Diary of a Fresher: ‘Exam time is difficult without parents waiting on you’

Author: By David Scripps

We do have some sense of camaraderie, only slightly spoiled by the fact that, depending on subject, each of us is in a very different position. A few of us had our exams at the very start of this term, allowing the rest of the year to be spent doing normal work. Such people hated and envied the rest of us during the Easter holidays, while in recent weeks, as our exams drew nearer, we learned to hate and envy them in turn.

Exams for each subject are clustered together, so some people have far longer to revise than others, but then have far less chance at uni to enjoy “freedom” once they are done. My exams are earlier than most, and I dislike it intensely. It is nigh on impossible to work hard and stay positive when you know that practically everyone else has a good week longer to revise than you do. The only reason I managed to achieve anything substantial before everyone buckled down collectively a couple weeks before my first exam was because my lovely but possibly over-zealous director of studies forced me to write a sickening quantity of timed revision essays for him. I imagine I’ll thank him for it eventually, but for now, my hand just hurts.

Once the final push started, people reacted very differently. Some holed themselves up in their rooms, bulk-buying cereal and peppering the posters they put up in freshers week with multi-coloured Post-it notes, while others unofficially appropriated a particular desk in a library, leaving their notes, clothes, stuffed toys, and yet more Post-it notes there at all hours. Because I didn’t reserve a desk soon enough, I have had to adopt the former approach. I haven’t taken an exam in two years, and I don’t feel like I’ve found my stride yet. It’s surprisingly difficult coping with exams without having two willing parents waiting on you hand and foot. I miss them.

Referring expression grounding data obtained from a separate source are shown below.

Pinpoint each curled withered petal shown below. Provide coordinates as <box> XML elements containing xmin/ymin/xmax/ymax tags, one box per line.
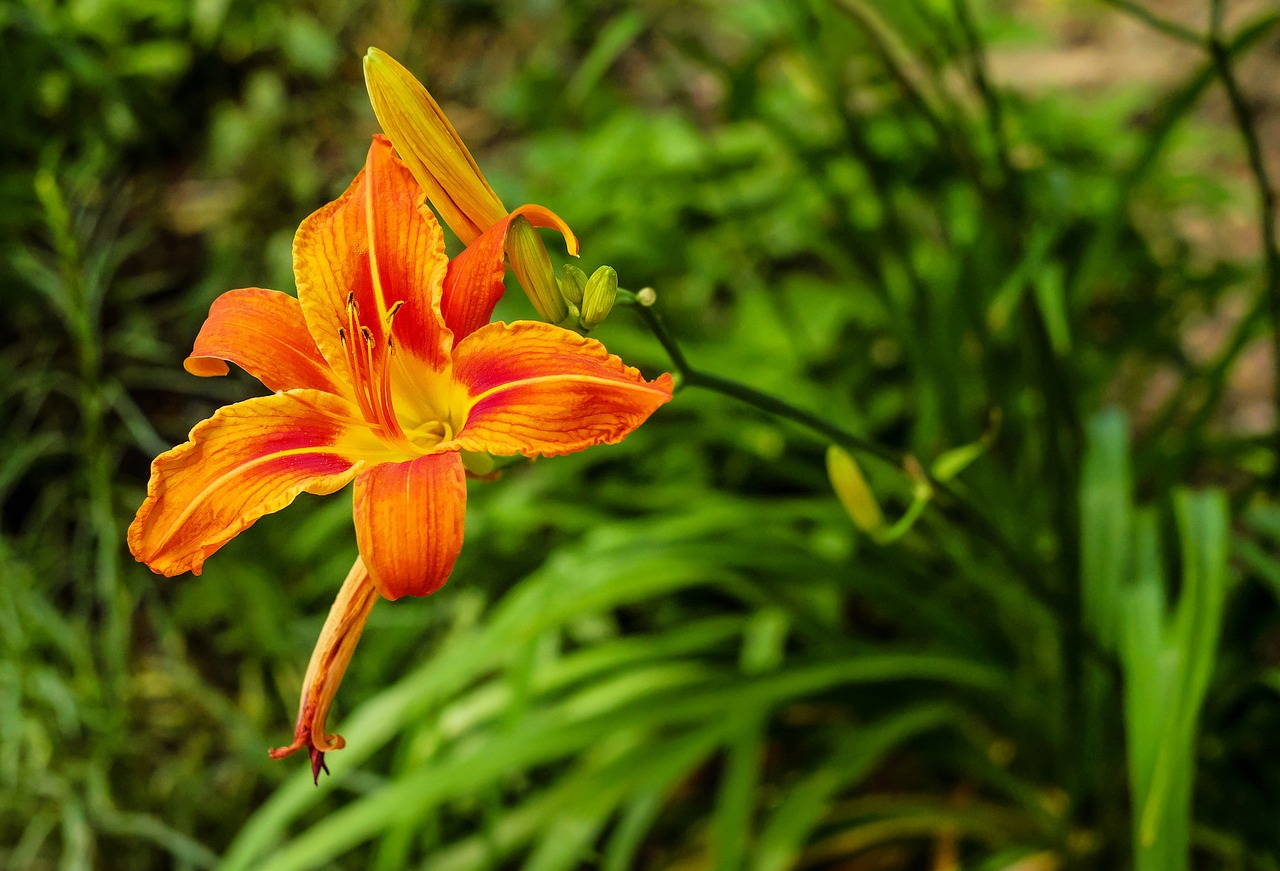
<box><xmin>269</xmin><ymin>557</ymin><xmax>379</xmax><ymax>784</ymax></box>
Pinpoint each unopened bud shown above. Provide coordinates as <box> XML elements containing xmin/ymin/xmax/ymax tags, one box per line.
<box><xmin>364</xmin><ymin>48</ymin><xmax>507</xmax><ymax>243</ymax></box>
<box><xmin>581</xmin><ymin>266</ymin><xmax>618</xmax><ymax>329</ymax></box>
<box><xmin>826</xmin><ymin>445</ymin><xmax>885</xmax><ymax>534</ymax></box>
<box><xmin>635</xmin><ymin>287</ymin><xmax>657</xmax><ymax>307</ymax></box>
<box><xmin>460</xmin><ymin>450</ymin><xmax>495</xmax><ymax>477</ymax></box>
<box><xmin>560</xmin><ymin>263</ymin><xmax>587</xmax><ymax>306</ymax></box>
<box><xmin>504</xmin><ymin>216</ymin><xmax>568</xmax><ymax>324</ymax></box>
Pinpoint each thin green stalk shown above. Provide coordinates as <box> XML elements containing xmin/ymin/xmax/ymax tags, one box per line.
<box><xmin>1105</xmin><ymin>13</ymin><xmax>1274</xmax><ymax>486</ymax></box>
<box><xmin>827</xmin><ymin>0</ymin><xmax>985</xmax><ymax>190</ymax></box>
<box><xmin>1153</xmin><ymin>293</ymin><xmax>1269</xmax><ymax>477</ymax></box>
<box><xmin>758</xmin><ymin>55</ymin><xmax>954</xmax><ymax>434</ymax></box>
<box><xmin>950</xmin><ymin>0</ymin><xmax>1016</xmax><ymax>189</ymax></box>
<box><xmin>629</xmin><ymin>301</ymin><xmax>1065</xmax><ymax>615</ymax></box>
<box><xmin>1017</xmin><ymin>295</ymin><xmax>1088</xmax><ymax>822</ymax></box>
<box><xmin>34</xmin><ymin>165</ymin><xmax>128</xmax><ymax>705</ymax></box>
<box><xmin>1207</xmin><ymin>2</ymin><xmax>1280</xmax><ymax>486</ymax></box>
<box><xmin>632</xmin><ymin>302</ymin><xmax>894</xmax><ymax>466</ymax></box>
<box><xmin>1099</xmin><ymin>0</ymin><xmax>1204</xmax><ymax>46</ymax></box>
<box><xmin>1069</xmin><ymin>12</ymin><xmax>1280</xmax><ymax>308</ymax></box>
<box><xmin>1208</xmin><ymin>0</ymin><xmax>1224</xmax><ymax>37</ymax></box>
<box><xmin>1109</xmin><ymin>6</ymin><xmax>1280</xmax><ymax>487</ymax></box>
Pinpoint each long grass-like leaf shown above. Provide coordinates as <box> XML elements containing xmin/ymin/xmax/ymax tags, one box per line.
<box><xmin>1122</xmin><ymin>491</ymin><xmax>1230</xmax><ymax>871</ymax></box>
<box><xmin>753</xmin><ymin>704</ymin><xmax>963</xmax><ymax>871</ymax></box>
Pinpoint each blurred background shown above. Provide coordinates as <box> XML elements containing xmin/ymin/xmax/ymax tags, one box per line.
<box><xmin>3</xmin><ymin>0</ymin><xmax>1280</xmax><ymax>868</ymax></box>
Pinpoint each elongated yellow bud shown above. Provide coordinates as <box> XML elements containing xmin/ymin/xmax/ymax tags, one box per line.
<box><xmin>363</xmin><ymin>48</ymin><xmax>506</xmax><ymax>243</ymax></box>
<box><xmin>504</xmin><ymin>216</ymin><xmax>569</xmax><ymax>324</ymax></box>
<box><xmin>581</xmin><ymin>266</ymin><xmax>618</xmax><ymax>329</ymax></box>
<box><xmin>826</xmin><ymin>445</ymin><xmax>885</xmax><ymax>534</ymax></box>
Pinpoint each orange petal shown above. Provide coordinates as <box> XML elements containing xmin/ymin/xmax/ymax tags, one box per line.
<box><xmin>294</xmin><ymin>136</ymin><xmax>452</xmax><ymax>384</ymax></box>
<box><xmin>129</xmin><ymin>390</ymin><xmax>383</xmax><ymax>577</ymax></box>
<box><xmin>184</xmin><ymin>287</ymin><xmax>345</xmax><ymax>395</ymax></box>
<box><xmin>450</xmin><ymin>321</ymin><xmax>673</xmax><ymax>457</ymax></box>
<box><xmin>269</xmin><ymin>556</ymin><xmax>378</xmax><ymax>783</ymax></box>
<box><xmin>511</xmin><ymin>203</ymin><xmax>579</xmax><ymax>258</ymax></box>
<box><xmin>363</xmin><ymin>47</ymin><xmax>507</xmax><ymax>244</ymax></box>
<box><xmin>440</xmin><ymin>205</ymin><xmax>579</xmax><ymax>340</ymax></box>
<box><xmin>353</xmin><ymin>452</ymin><xmax>466</xmax><ymax>601</ymax></box>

It’s a relief my exam results don’t affect my eventual degree, providing I pass and therefore don’t get chucked out. In stark contrast to most of our experiences at school, though, for a number of us failure is a genuine possibility. With so much of our time during the year spent simply coping with the workload as opposed to, say, actually learning stuff, a lot of people didn’t start this term in a good position at all, myself included. Most of us have by now made the mental jump from the frame of mind that dictates anything less than a top grade is in some way a failure to one that says so long as you survive until next year, all is well. For my part, getting chucked out seems unlikely, but my likely 2:2 is still closer to the danger zone than I’d like it to be. Wish me luck.